The SitePoint PHP blog has a new post today from Tounes Rafie showing you how, in a Laravel framework based application, to create a minify command with the framework’s “artisan” command.

In this article you’ll learn how to use Laravel’s Artisan command line tool, and how to create a customized command. Note that you need to be familiar with the Laravel framework to get the most of this article. In this tutorial we’re going to build a command to minify our css assets.

He starts with a (very) brief look at what Laravel commands are and the options this articular one will include. Next up is the code you’ll need to create the command, making use of Laravel’s integration of the Symfony Console component. He shows how to register the command with the rest of the application and how to work with the options/arguments for the input.

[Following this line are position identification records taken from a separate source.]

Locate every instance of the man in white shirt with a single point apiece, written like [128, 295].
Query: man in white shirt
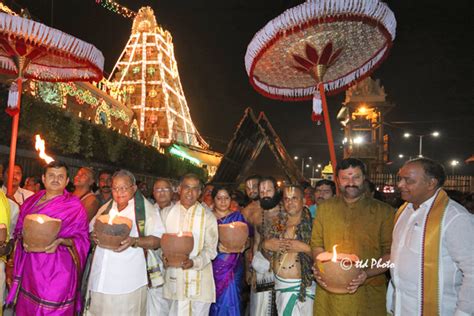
[118, 279]
[432, 250]
[156, 303]
[191, 287]
[19, 194]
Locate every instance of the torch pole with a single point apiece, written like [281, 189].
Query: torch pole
[15, 121]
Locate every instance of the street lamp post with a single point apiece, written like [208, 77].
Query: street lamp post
[420, 142]
[454, 163]
[302, 162]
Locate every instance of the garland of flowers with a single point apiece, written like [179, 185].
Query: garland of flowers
[117, 8]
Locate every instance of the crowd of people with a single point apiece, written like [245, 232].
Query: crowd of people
[423, 251]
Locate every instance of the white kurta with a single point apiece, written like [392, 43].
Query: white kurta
[123, 272]
[200, 285]
[456, 275]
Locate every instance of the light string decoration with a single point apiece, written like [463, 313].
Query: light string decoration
[117, 8]
[148, 72]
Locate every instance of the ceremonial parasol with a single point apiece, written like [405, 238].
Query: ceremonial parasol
[31, 50]
[318, 47]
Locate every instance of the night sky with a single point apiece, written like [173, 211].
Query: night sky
[428, 74]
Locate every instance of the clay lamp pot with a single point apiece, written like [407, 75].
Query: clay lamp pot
[177, 247]
[3, 234]
[112, 229]
[233, 236]
[39, 231]
[337, 270]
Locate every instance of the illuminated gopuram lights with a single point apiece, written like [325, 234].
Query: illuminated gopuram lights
[148, 71]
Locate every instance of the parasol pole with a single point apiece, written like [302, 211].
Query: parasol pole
[327, 124]
[16, 119]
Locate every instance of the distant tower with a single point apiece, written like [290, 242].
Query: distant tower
[147, 69]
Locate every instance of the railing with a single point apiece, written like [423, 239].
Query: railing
[453, 182]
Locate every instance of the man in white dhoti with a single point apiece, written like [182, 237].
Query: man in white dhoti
[262, 295]
[119, 278]
[156, 303]
[191, 287]
[288, 243]
[432, 250]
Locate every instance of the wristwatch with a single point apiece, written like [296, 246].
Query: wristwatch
[135, 243]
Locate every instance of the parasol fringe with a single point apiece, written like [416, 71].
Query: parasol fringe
[328, 86]
[64, 43]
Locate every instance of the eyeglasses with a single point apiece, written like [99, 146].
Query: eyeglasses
[121, 189]
[190, 188]
[162, 190]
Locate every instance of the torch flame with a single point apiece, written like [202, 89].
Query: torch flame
[40, 148]
[334, 254]
[113, 213]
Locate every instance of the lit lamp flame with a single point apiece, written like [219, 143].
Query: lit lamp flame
[113, 213]
[40, 148]
[334, 254]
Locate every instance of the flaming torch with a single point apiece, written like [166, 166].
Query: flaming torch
[41, 148]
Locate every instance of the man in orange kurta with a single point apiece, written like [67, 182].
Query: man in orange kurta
[359, 225]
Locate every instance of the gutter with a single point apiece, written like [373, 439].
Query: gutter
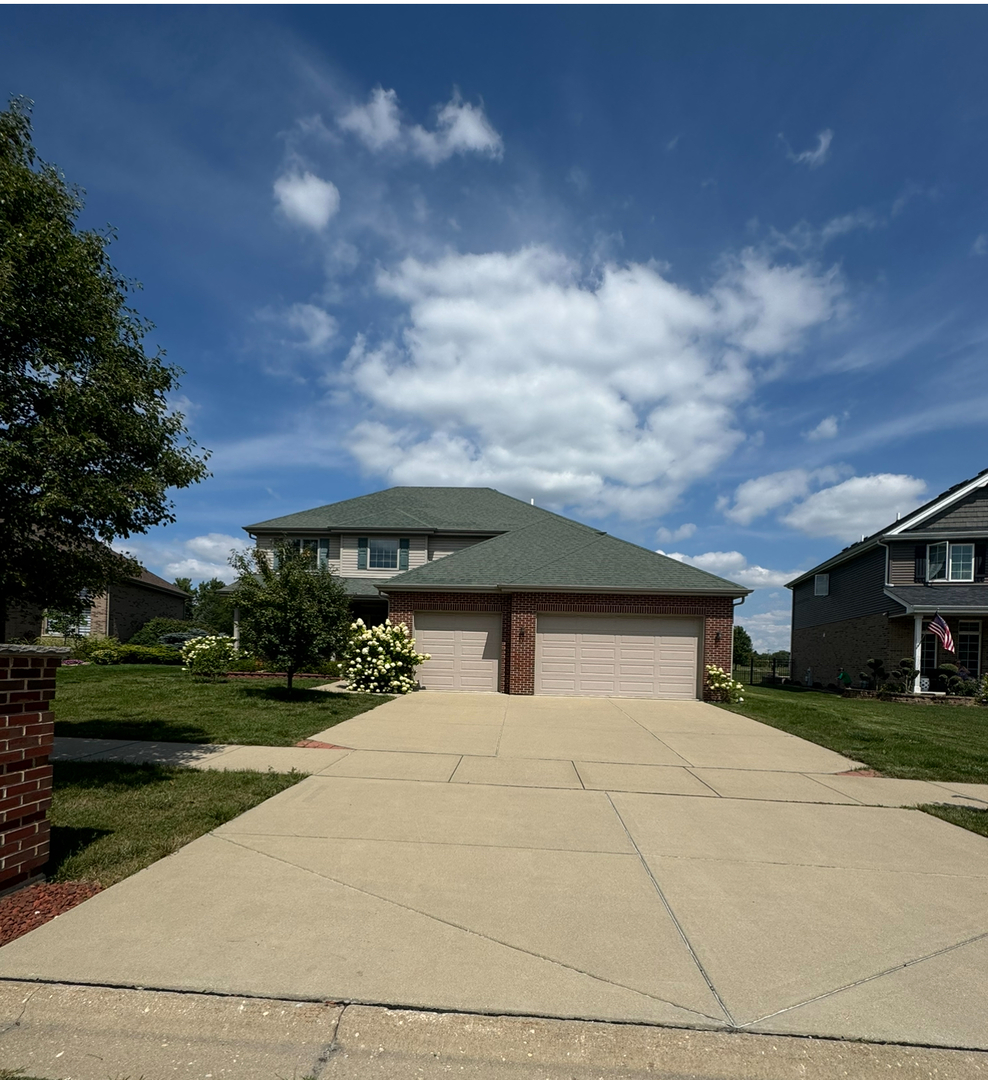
[502, 588]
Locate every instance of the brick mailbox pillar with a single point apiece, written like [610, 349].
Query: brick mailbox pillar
[27, 687]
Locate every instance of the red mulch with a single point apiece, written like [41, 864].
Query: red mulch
[325, 678]
[37, 904]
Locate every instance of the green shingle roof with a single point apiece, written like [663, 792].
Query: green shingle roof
[560, 554]
[535, 548]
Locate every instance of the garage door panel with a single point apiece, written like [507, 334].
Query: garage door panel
[621, 656]
[464, 647]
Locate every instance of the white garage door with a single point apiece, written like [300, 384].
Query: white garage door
[465, 650]
[617, 657]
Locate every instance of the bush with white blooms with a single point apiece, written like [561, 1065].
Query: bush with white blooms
[381, 659]
[722, 687]
[208, 657]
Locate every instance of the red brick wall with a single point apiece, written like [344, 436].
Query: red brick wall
[27, 687]
[519, 611]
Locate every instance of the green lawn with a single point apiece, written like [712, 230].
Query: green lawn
[916, 742]
[110, 820]
[149, 701]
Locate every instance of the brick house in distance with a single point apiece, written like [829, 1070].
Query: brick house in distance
[508, 597]
[119, 612]
[876, 597]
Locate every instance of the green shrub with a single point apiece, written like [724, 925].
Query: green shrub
[208, 657]
[382, 659]
[151, 632]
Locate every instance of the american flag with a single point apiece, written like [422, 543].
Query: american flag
[943, 632]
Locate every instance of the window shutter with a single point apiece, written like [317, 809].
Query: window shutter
[920, 574]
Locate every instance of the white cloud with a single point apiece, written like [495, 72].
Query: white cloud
[461, 127]
[815, 157]
[316, 326]
[200, 557]
[755, 498]
[826, 429]
[857, 507]
[769, 630]
[377, 123]
[674, 536]
[733, 566]
[612, 395]
[307, 200]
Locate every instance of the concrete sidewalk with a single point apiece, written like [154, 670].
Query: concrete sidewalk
[638, 861]
[98, 1033]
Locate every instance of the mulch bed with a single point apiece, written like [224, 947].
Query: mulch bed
[325, 678]
[37, 904]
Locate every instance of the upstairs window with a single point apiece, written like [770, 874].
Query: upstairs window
[950, 562]
[936, 562]
[382, 554]
[962, 562]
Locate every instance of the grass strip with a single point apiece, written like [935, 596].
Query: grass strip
[973, 819]
[110, 820]
[154, 702]
[914, 742]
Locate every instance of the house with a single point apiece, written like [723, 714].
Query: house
[509, 597]
[119, 612]
[876, 597]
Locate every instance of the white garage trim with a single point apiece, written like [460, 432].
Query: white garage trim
[622, 656]
[465, 650]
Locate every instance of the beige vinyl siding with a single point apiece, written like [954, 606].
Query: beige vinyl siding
[440, 545]
[418, 551]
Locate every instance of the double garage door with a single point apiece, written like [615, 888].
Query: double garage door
[576, 656]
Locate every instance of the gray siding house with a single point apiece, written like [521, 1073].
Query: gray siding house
[876, 597]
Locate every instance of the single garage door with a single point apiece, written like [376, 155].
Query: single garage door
[465, 650]
[617, 656]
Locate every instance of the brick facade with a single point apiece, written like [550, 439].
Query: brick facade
[850, 644]
[519, 611]
[27, 688]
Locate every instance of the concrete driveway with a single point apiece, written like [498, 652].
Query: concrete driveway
[617, 860]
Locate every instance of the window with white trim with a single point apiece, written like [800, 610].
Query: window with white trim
[949, 562]
[969, 646]
[382, 554]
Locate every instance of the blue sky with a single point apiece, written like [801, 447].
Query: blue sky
[713, 279]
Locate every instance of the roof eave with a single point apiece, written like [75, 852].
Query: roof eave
[526, 588]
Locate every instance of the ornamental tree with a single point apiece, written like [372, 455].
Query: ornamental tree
[89, 445]
[293, 612]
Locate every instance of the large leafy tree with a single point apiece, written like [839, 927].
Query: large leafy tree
[292, 611]
[89, 446]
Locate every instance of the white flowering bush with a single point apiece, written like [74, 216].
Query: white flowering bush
[722, 687]
[208, 657]
[381, 659]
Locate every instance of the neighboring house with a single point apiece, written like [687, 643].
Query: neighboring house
[119, 612]
[510, 597]
[876, 598]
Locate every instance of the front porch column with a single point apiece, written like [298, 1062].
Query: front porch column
[917, 649]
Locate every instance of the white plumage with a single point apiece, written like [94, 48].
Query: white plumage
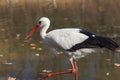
[73, 42]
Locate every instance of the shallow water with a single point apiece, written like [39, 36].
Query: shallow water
[29, 60]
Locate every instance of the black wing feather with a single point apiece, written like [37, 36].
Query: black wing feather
[95, 41]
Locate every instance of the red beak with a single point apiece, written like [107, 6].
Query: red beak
[35, 29]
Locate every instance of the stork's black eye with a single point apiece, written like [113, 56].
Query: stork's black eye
[39, 22]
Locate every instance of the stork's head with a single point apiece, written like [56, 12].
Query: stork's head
[44, 21]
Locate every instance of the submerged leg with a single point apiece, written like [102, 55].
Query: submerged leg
[74, 70]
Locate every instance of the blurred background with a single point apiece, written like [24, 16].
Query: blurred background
[22, 59]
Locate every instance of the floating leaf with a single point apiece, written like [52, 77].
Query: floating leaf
[37, 54]
[107, 73]
[11, 78]
[33, 47]
[117, 64]
[45, 70]
[33, 44]
[39, 49]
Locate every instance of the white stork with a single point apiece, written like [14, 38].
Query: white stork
[73, 42]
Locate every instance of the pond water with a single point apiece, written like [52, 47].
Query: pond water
[29, 60]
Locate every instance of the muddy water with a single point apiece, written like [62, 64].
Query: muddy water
[29, 60]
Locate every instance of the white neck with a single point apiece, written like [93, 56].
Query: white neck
[44, 30]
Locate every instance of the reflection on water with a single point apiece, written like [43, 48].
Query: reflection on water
[26, 59]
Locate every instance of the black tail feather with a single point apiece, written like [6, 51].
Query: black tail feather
[107, 43]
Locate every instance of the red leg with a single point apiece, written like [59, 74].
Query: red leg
[74, 70]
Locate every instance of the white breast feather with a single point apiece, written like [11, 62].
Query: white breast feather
[66, 38]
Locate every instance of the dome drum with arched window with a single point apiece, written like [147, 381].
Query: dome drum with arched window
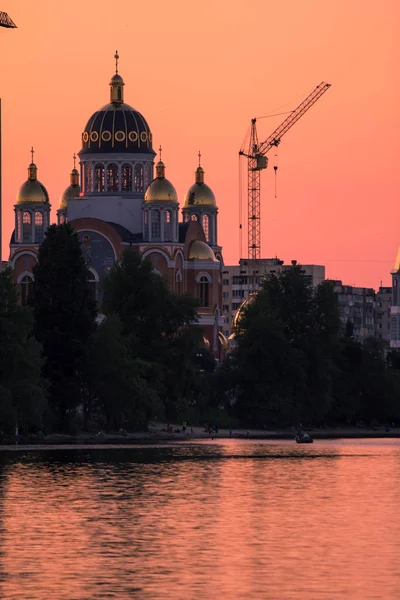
[119, 176]
[32, 210]
[200, 205]
[160, 209]
[70, 193]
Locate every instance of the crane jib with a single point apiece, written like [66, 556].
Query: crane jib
[257, 161]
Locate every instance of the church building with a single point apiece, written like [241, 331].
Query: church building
[116, 201]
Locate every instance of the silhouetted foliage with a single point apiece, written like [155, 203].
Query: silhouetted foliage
[64, 314]
[157, 325]
[22, 389]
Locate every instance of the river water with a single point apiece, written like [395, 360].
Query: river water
[237, 519]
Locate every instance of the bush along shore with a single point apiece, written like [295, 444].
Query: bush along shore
[70, 372]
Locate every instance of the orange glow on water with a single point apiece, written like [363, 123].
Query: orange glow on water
[199, 73]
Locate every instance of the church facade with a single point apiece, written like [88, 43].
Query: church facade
[117, 201]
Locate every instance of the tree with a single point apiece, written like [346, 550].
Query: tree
[282, 370]
[118, 386]
[22, 389]
[64, 314]
[158, 325]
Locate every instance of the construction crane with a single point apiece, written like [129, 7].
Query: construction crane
[258, 161]
[5, 21]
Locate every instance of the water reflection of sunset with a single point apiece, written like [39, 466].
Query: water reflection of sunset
[235, 519]
[199, 89]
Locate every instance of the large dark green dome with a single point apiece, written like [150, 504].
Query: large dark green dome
[117, 127]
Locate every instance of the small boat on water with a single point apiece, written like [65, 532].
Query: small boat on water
[303, 438]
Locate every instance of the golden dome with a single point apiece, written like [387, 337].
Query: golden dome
[201, 251]
[160, 189]
[32, 191]
[200, 194]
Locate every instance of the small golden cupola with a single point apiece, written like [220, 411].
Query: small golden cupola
[200, 205]
[160, 189]
[32, 191]
[116, 84]
[73, 190]
[200, 194]
[160, 209]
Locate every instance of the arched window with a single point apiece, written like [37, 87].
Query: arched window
[88, 178]
[139, 178]
[39, 228]
[92, 285]
[99, 178]
[27, 227]
[112, 178]
[149, 174]
[155, 225]
[126, 178]
[26, 289]
[204, 291]
[206, 227]
[168, 226]
[18, 227]
[178, 281]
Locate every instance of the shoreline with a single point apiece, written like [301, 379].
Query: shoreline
[158, 436]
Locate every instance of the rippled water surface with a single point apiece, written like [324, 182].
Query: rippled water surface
[227, 519]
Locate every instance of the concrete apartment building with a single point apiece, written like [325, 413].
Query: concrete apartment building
[356, 305]
[238, 281]
[367, 310]
[383, 302]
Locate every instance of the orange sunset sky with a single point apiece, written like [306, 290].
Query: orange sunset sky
[198, 72]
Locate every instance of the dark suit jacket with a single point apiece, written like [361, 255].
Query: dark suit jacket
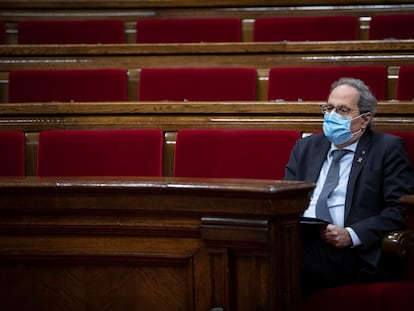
[380, 174]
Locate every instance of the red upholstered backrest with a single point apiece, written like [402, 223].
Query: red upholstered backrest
[71, 31]
[405, 83]
[399, 26]
[100, 153]
[12, 153]
[2, 32]
[306, 28]
[216, 153]
[188, 30]
[44, 85]
[314, 83]
[408, 138]
[202, 84]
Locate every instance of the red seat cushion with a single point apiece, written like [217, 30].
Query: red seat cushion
[259, 154]
[71, 31]
[197, 84]
[398, 26]
[12, 153]
[100, 153]
[314, 83]
[386, 296]
[408, 138]
[71, 85]
[188, 30]
[2, 32]
[306, 28]
[405, 89]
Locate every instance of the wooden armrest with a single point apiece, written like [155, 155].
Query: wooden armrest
[398, 242]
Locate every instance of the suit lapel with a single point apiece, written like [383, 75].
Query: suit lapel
[318, 157]
[359, 160]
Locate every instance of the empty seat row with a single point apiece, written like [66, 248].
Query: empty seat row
[205, 153]
[185, 30]
[260, 154]
[198, 84]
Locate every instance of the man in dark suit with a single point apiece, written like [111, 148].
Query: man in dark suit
[374, 173]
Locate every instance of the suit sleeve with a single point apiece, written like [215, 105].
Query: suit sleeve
[392, 177]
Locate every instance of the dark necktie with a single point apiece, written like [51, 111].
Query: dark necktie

From there he shows how to run the command and how to make some other improvements including colorized output and more information on execution.

Link: http://www.sitepoint.com/create-laravel-css-minify-command

Anna Filina: Brute-force countermeasures

In her latest post Anna Filina has made some recommendations of countermeasures you can use to help prevent abuse against brute force attacks in your applications. The recommendations aren’t PHP-specific, but they’re a good guide and a place to start.

Password brute-forcing refers to trying all password permutations until the attacker finds the right one. Here are some of the most common ways to mitigate that risk: increase the length of the password and increase the number of possible characters. […] The human factor should not be ignored here. People often use letters in the beginning and numbers at the end.

She recommends a few other tactics to helping prevent the brute forcing including locking an account after a number of unsuccessful login attempts and requiring a CAPTCHA after a number of unsuccessful logins. She recommends not relying on a single method to help prevent this kind of attack, however. Multiple layers can only help, but be careful not to introduce too much complexity.

Link: http://afilina.com/brute-force-countermesures

PHPClasses.org: 7 Reasons Why TDD Failed to become Mainstream

In the latest PHPClasses.org post Manuel Lemos suggests severn reasons why TDD failed to become mainstream in most development communities. This is related to comments from an leader in another community about his perspective on the “TDD movement”.

Recently the creator of Ruby On Rails declared that TDD (Test Driven Development) is dead. Despite he used to be a supporter of TDD as the right way to do software development, he finally decided to announce that he really does not agree that TDD is really the right way. Read this article to learn more about what happened and what does this mean for developers that support TDD or not.

He starts with a brief look at what TDD (test-driven development) is and a link to a ThoughtWorks video of DHH talking about his new stance. Among his reasons are things like:

  • TDD is Expensive
  • You Will Change Your Projects and Old Tests Become Waste
  • Extensive Testing is Boring
  • Many TDD Preachers Do Not Use it Most of the Time But Do Not Admit it

Manuel shares some of his own opinions on the matter, though, pointing out that he doesn’t think TDD is dead. He suggests that it helps to “make you rethink” when developing and that your (and your development group’s) practices shouldn’t be influenced by outside opinions – use what works.